O Gaocrim pediu ainda no dia 14 de dezembro a produção de um relatório ampliado ao Coaf, abrangendo janeiro de 2007 a dezembro de 2018. Os alvos eram Flávio, Queiroz, Nathalia Queiroz, Evelyn Queiroz (ambas filhas do exassessor), Márcia de Oliveira Aguiar (mulher de Queiroz) e outros investigados.
O procedimento foi suspenso no dia 17 de janeiro, por liminar do ministro Luiz Fux, do STF (Supremo Tribunal Federal) —a investigação agora foi liberada pelo Supremo.
O mesmo Gaocrim que analisava a movimentação financeira do ex-assessor de Flávio decidiu arquivar em maio um procedimento que investigava as operações imobiliárias do senador. Nessa apuração, ele entregou declarações de renda que, na avaliação da Promotoria, indicavam a origem dos recursos para as operações.

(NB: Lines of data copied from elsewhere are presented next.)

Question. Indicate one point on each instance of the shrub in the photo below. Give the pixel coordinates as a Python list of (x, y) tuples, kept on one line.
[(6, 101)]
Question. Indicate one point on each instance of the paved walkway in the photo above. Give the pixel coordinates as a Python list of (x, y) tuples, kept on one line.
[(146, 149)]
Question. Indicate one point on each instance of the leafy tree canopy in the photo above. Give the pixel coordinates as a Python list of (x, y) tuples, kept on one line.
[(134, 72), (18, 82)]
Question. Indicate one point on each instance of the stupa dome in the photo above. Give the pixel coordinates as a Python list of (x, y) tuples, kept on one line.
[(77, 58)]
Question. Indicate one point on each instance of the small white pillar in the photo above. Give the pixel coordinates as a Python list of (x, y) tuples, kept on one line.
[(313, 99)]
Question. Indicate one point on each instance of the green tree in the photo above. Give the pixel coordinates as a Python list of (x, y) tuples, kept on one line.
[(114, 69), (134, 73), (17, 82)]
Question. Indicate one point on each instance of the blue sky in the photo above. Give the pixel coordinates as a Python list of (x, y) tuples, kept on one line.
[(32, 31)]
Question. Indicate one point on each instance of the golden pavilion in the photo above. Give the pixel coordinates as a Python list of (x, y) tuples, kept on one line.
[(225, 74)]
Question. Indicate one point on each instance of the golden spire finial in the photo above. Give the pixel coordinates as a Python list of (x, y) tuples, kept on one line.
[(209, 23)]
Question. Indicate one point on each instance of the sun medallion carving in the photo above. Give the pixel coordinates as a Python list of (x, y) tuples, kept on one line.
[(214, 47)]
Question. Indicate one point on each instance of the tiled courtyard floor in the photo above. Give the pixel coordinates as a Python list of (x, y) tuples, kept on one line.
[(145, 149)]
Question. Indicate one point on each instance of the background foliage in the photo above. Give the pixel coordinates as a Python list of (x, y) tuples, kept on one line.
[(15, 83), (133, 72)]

O Ministério Público do Rio não comentou a desaceleração do procedimento durante a campanha eleitoral.
Na entrevista do mês passado, o procurador-geral Gussem comentou sobre o tempo de investigação. “O tempo da Justiça, infelizmente, não é o tempo da imprensa. Temos que tomar muito cuidado, porque estamos lidando com o nome de pessoas.”
“É do conhecimento de todos que o Ministério Público do Rio de Janeiro tem tido trabalhos grandiosos e intensos no combate à corrupção. O Gaocrim [grupo interno] teve trabalhos importantes na cidade de Niterói, Japeri, Petrópolis e Teresópolis, com vários agentes detentores de foro. Em determinados momentos temos que estabelecer algumas prioridades, uma vez superadas essas prioridades, vamos elegendo outras.”
No último ano, o grupo apresentou 22 denúncias contra 25 vereadores, um deputado estadual e nove prefeitos.
Flávio Bolsonaro tem afirmado que é vítima de perseguição e negado irregularidades nas suas contas e a existência de qualquer esquema indevido em seu gabinete.
Já o ex-assessor Fabrício Queiroz justificou sua ausência em depoimentos por problemas de saúde —ele faz tratamento contra um câncer no intestino. Em entrevista, afirmou que parte das transações atípicas se deve a compra e venda de carros usados. Ele não explicou, porém, por que recebeu dinheiro de colegas.